基本能力が低いという安らぎ

 これは家内も知らない事かも知れない、いや伝えた事があるかも知れないが覚えていません。実はかなり大きくなるまで夜尿症のくせがあったのです(子供に遺伝しないかと心配したが、それは無かった)、小学校6年の夏に山形の片田舎から東京に転校した時は、まだしていましたから、何となく抜け出せたのは中学に入ってからの事です。

 夜になって眠り、夜中に目を覚ませば蒲団が濡れている、その結果涙を流す。これは毎日繰り返された一連の動作でした、365日です。こうなると涙を流すのも反射神経のようなものです、悲しくて泣くよりも泣くのが義務のような感じとでも言いますか、当然の事として涙が流れてきたのであろうと思います。父には大変な剣幕で叱られました。

 叱られても本人にはどうしようもない出来事なのです。出来事と言いますと他人事のように聞こえますが、本人にしてはまさに他人事なのです、自分の意志とは違った次元で起きている現象なのですから。

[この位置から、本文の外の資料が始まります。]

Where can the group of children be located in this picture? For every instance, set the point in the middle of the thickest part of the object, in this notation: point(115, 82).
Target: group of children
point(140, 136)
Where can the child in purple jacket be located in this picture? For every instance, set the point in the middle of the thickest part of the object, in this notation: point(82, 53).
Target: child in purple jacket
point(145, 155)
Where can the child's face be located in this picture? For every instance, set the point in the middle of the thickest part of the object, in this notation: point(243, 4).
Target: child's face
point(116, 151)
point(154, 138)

これから逃れるには眠る事を拒否するしか方法が無いとすら思っていました、しかし現実にはそれ程追い詰められたわけでもありません。

 私は物心ついた時には祖母の蒲団の中で寝ていました。すぐに妹が出来たと言う事や、四世帯が一つ屋根の下に住み、その上使用人も多くおり20人弱が共に生活するという形態だったからでしょう。その上、男は私一人で後継ぎとして甘やかされた事は事実です、内弁慶のひ弱な子供であり、家の中ではいたずらっ子であったようです。

 そんな夜尿症の子供をかばい続けてくれたのも祖母でした。毎日蒲団を干し、下着を洗濯してくれたわけです、雪国(山形です)ですから冬は大変です、木をくべるストーブ(製材所でしたから薪は豊富でした)で乾かしてくれたのでしょう。小学校に入ってからも、毎日のように忘れ物です、宿題をやらずに行って立たされた事もありました。

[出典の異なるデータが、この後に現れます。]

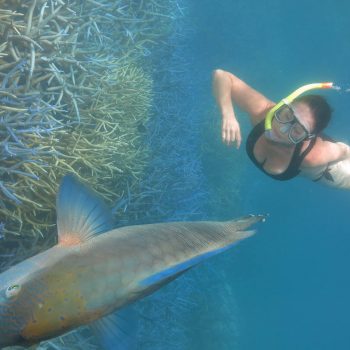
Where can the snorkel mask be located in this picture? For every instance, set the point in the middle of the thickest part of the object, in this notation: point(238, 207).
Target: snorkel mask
point(285, 103)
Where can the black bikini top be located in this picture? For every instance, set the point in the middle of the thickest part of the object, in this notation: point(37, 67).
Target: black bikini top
point(294, 166)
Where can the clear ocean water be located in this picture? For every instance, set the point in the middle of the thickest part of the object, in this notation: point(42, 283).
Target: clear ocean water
point(289, 283)
point(287, 287)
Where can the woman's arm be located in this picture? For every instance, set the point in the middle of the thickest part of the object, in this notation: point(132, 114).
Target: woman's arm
point(325, 152)
point(229, 89)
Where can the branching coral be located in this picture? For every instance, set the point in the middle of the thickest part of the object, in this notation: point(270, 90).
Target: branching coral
point(72, 99)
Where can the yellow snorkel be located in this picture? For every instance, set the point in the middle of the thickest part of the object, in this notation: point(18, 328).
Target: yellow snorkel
point(289, 99)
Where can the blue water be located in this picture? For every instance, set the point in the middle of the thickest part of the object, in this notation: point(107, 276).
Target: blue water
point(287, 287)
point(290, 282)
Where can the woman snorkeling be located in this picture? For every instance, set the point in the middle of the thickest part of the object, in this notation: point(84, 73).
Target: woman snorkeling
point(286, 139)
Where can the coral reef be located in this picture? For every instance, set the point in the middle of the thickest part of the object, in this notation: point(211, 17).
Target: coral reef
point(74, 97)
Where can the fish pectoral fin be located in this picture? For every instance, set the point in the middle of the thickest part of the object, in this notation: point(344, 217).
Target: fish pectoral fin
point(80, 213)
point(117, 331)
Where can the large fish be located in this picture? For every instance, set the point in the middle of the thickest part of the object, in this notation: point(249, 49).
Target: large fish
point(95, 270)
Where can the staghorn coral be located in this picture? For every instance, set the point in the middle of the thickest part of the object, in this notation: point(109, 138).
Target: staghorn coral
point(70, 101)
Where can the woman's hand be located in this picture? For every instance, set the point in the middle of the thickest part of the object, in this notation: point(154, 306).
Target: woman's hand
point(231, 132)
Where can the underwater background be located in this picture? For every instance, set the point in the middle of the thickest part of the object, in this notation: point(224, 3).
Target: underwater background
point(285, 288)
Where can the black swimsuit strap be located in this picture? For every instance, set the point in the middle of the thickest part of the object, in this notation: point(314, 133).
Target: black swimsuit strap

 そんな劣等生でしたから、自分には出来ないと言う事が日常であり、失敗の連続であったのでしょう。小学校の2年生の時です、教室のゴミ箱のゴミを捨てに行って、またしても途中でこぼしてしまったのです。本人は大慌てになりホウキとチリトリを使っていたようなのですが、たまたま担任の先生に見られたのです。もう涙が出ていたでしょう。

 「人は誰でも失敗をする、その後始末が大切なのだぞ」と言いながら、一緒にホウキを使ってくれたのです。ふだん叱れてばかりいる先生に誉められた事の感激は大変なものだったのでしょう、正直に生きると言う事が身に付いたようです。「正直さ」と言う事が、それからの私の人生に対し、大変な武器になった事は言うまでもありません。

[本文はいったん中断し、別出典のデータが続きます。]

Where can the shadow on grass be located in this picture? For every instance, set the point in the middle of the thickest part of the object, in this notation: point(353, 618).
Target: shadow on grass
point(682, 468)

 とは言え、なんと言っても祖母に育てられたと言う事が、大変な幸せだったと思います。今日の核家族の母親は、自分よりも大きくなった子供が、毎晩「おねしょ」をするという行為に耐えられるでしょうか?逆に母親の方がノイローゼになってしまうのではないかと思うのです。夜尿症が医療の立場でどの程度対応できるのかは知りませんが。

 テニスの大会に出てもなかなか勝てません、普段の力が出せないのです。本当に精神的に弱いのです、基本的能力の低さを感じます。でも虚弱体質(精神も含めて)の自分が良くここまでたどり着いたな、と思を抱きながらヨチヨチと又前に進むわけです。